Kayınvalidenin direniş vasiyeti
Direnişe destek için gelen Validebağ gönüllülerinden Aslı Kahraman Eren, 30 yıllık İkizdere gelini olduğunu söyleyerek, “Kayınvalidem 10 yıl önce bana ‘kızım ben ölürsem buraya sahip çık’ dedi. Burada yaşanan bu olaydan sonra burada olmanın ne kadar önemli olduğunu, atalarımızın, ceddimizin bu topraklar adına verdiği mücadelenin ne kadar önemli olduğunu gördük. Sizlerle omuz omuza nöbet tutmaya çalıştım. Doğa kardeşliğinde buluşuyoruz. Birleşe birleşe kazanacağız diyoruz. Ormanlarımız yakılıyor, talan ediliyor. Bizler gelecek nesillere bırakacağımız bir doğa için mücadele ediyoruz. Direniş varsa umut da vardır diyorum” dedi.

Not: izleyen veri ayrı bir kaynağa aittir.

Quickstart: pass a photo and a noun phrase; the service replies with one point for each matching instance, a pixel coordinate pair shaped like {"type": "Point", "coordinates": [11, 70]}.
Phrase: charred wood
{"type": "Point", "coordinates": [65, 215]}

Daha sonra konuşan fındıklı Belediye Başkanı Ercüment Çervatoğlu, doğa direnişin önemine dikkat çekerek, doğa talanına karşı çıkan köylüleri mücadeleleri için kutladı. Çervatoğlu, direnişin başından bu yana olduğu gibi bundan sonra da mücadeleye destek olmaya devam edeceklerini söyledi.
Taş ocağına yürüyüş
Konuşmaların ardından kitle “Birleşe Birleşe kazanacağız”, “Dereler özgürdür özgür akacak” sloganları eşliğinde taş ocağına doğru yürüyüşe geçti. Kitlenin önü taş ocağının bulunduğu alanda askerler ve bariyerler ile kapatıldı. Askerlere tepki gösteren yurttaşlar sloganlar atarken, bir grup kadının bariyerlere dayanarak şarkı söylemesi duygulu anlar yaşattı. Kitle sloganlar eşliğinde dönerken yolun kenarında konuşlanan askerlere tepki göstererek, “Cengiz’in değil halkın jandarması” sloganları ile tepki gösterdi.
Kitle daha sonra direniş çadırlarına geçerek, nöbete devam etti.